Omar Bongo joue l’ouverture

L’ancien nouveau Premier ministre gabonais, Ntoutoume Emane, a annoncé dimanche la constitution de sa nouvelle équipe. Un gouvernement  » d’ouverture  » auquel trois membres des partis d’opposition ont été invités à participer.

L’opposition gabonaise fait son entrée au gouvernement. Après sa démission, vendredi, puis son retour, samedi, au poste de Premier ministre, Jean-François Ntoutoume Emane a annoncé dimanche la composition de la nouvelle équipe de direction du pays. La main tendue par le chef de l’Etat Omar Bongo, pour mettre en place un gouvernement  » d’ouverture  » a cette fois ci été acceptée par une partie de ses opposants politiques.

Les élections partielles de l’assemblée nationale de décembre dernier et l’article 34 de la constitution – qui oblige le Premier ministre à démissionner de ses fonctions suite à la proclamation des résultats des élections législatives – offrait au Président de la République l’opportunité de réitérer à l’opposition son offre de participer au nouveau gouvernement. Un appel ignoré en 1999 mais notamment entendu cette année par le leader du premier parti d’opposition (Rassemblement national des bûcherons), le Père Paul Mba Abassole.

Trois ministères offerts

Avec 39 membres – dont deux vice-Premiers ministres – , la nouvelle équipe gouvernementale compte six ministres de plus que la précédente. Si la majeure partie des postes échoit au parti de la majorité (le Parti démocratique gabonais), trois sièges ont été accordés à l’opposition. A Paul Mba Abassole échoit le ministère des Droits de l’Homme, à Pierre Claver Maganga Moussavou (Parti social démocrate) celui de l’Agriculture, de l’élevage et du développement rural et à Vincent Moulengui Boukoss (Rassemblement national des bûcherons) celui de l’Enseignement supérieur, de la recherche et de l’innovation technologique.

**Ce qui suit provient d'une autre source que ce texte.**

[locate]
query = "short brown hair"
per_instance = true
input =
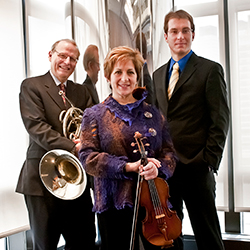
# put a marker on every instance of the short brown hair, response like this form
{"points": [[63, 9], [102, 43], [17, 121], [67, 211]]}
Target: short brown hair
{"points": [[179, 14], [53, 47], [123, 53], [89, 55]]}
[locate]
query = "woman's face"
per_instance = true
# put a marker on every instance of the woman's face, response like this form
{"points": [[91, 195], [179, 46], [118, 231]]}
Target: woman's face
{"points": [[123, 79]]}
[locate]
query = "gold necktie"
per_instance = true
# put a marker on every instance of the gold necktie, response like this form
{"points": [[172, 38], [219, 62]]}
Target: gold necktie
{"points": [[173, 79]]}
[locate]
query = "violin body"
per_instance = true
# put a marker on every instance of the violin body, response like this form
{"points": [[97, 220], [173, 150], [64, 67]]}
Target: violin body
{"points": [[161, 225]]}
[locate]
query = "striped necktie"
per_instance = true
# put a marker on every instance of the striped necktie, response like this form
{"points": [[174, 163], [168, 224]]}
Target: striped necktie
{"points": [[62, 87], [173, 79]]}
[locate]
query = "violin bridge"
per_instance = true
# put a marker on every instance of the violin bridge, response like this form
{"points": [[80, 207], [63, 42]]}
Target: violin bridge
{"points": [[159, 216]]}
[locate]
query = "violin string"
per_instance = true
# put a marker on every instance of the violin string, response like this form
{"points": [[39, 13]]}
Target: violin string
{"points": [[155, 199]]}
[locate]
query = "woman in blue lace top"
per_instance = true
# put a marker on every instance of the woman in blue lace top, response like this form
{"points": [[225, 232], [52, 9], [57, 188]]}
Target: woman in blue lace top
{"points": [[106, 153]]}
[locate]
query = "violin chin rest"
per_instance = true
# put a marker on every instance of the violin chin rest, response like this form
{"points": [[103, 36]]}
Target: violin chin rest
{"points": [[159, 240]]}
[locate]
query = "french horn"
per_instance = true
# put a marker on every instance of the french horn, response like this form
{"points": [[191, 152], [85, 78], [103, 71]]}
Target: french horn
{"points": [[60, 171]]}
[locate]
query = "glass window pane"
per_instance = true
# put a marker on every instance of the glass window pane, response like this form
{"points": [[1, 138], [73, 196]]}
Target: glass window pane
{"points": [[48, 21], [91, 28], [241, 112]]}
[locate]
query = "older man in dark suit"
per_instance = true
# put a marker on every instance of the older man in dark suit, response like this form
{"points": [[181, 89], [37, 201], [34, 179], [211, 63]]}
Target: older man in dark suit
{"points": [[41, 105], [194, 101]]}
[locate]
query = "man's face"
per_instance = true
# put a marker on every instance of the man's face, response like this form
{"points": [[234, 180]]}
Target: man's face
{"points": [[179, 37], [63, 60]]}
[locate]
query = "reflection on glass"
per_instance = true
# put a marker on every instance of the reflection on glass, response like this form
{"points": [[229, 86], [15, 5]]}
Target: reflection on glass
{"points": [[242, 123]]}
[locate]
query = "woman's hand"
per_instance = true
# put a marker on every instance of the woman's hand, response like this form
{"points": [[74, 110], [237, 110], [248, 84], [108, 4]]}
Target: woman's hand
{"points": [[150, 171]]}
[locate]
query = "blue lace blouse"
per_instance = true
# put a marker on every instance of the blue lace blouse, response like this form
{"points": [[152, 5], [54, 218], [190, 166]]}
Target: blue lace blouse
{"points": [[107, 132]]}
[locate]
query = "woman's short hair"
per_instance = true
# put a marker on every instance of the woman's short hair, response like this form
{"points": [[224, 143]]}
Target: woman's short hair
{"points": [[179, 14], [123, 53]]}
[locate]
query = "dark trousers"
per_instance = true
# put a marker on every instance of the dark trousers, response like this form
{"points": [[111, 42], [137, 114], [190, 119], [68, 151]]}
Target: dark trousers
{"points": [[51, 217], [115, 229], [196, 187]]}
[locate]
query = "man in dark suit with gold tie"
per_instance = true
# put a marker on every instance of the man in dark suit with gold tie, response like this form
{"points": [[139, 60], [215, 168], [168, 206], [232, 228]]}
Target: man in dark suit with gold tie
{"points": [[40, 106], [198, 116], [92, 67]]}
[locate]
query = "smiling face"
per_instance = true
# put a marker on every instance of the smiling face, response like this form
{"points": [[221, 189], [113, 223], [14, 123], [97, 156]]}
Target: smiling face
{"points": [[123, 80], [60, 67], [179, 37]]}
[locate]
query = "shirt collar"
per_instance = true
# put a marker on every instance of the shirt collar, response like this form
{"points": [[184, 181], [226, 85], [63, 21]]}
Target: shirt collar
{"points": [[56, 80], [182, 63]]}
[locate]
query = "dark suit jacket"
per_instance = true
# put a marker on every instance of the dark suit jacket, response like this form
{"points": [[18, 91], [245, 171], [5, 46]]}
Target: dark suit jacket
{"points": [[40, 106], [89, 85], [197, 112]]}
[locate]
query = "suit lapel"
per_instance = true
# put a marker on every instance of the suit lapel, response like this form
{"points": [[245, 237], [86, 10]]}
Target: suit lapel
{"points": [[53, 91], [160, 81]]}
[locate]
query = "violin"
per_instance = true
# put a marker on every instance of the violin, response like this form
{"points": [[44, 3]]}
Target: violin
{"points": [[161, 226]]}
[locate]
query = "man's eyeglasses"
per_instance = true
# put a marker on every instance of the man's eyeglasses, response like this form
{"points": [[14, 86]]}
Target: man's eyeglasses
{"points": [[64, 57], [184, 31]]}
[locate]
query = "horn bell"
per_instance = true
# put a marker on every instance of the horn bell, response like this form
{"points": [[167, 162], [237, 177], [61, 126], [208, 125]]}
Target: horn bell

Toutefois, la décision d’Omar Bongo de jouer la carte de l’ouverture ne fait pas l’unanimité dans les rangs adverses. Une volonté déjà affichée il y a quatre ans à l’issue de sa réélection très controversée à la tête du pays. Le 6 janvier 1998, Omar Bongo, au pouvoir depuis 31 ans, était réélu au premier tour avec 66,88% des voix pour un nouveau septennat.  » La majorité gouverne et la majorité s’oppose « . Pour Pierre-Louis Agondjo Okawe (Parti gabonais du progrès) pas question de se compromettre avec l’Etat qui a enregistré un taux d’abstention record de près de 80% dans les grandes villes pour le dernier scrutin législatif. Pas question non plus pour Pierre Mamboundou, président de l’Union des peuples gabonais de se laisser duper par les sirènes du pouvoir en place.  » (…) ils tendent la main à quelques lapins en quête de carottes « , offrira-t-il pour tout commentaire.

Il reste de nombreux radicaux qui souhaitent rester indépendants pour faire entendre la voix de la contestation et assurer un contre-pouvoir libre à la politique nationale. La question est de savoir dans quelle mesure la ferveur revendicatrice des membres de l’opposition sera affectée par leurs nouvelles fonctions.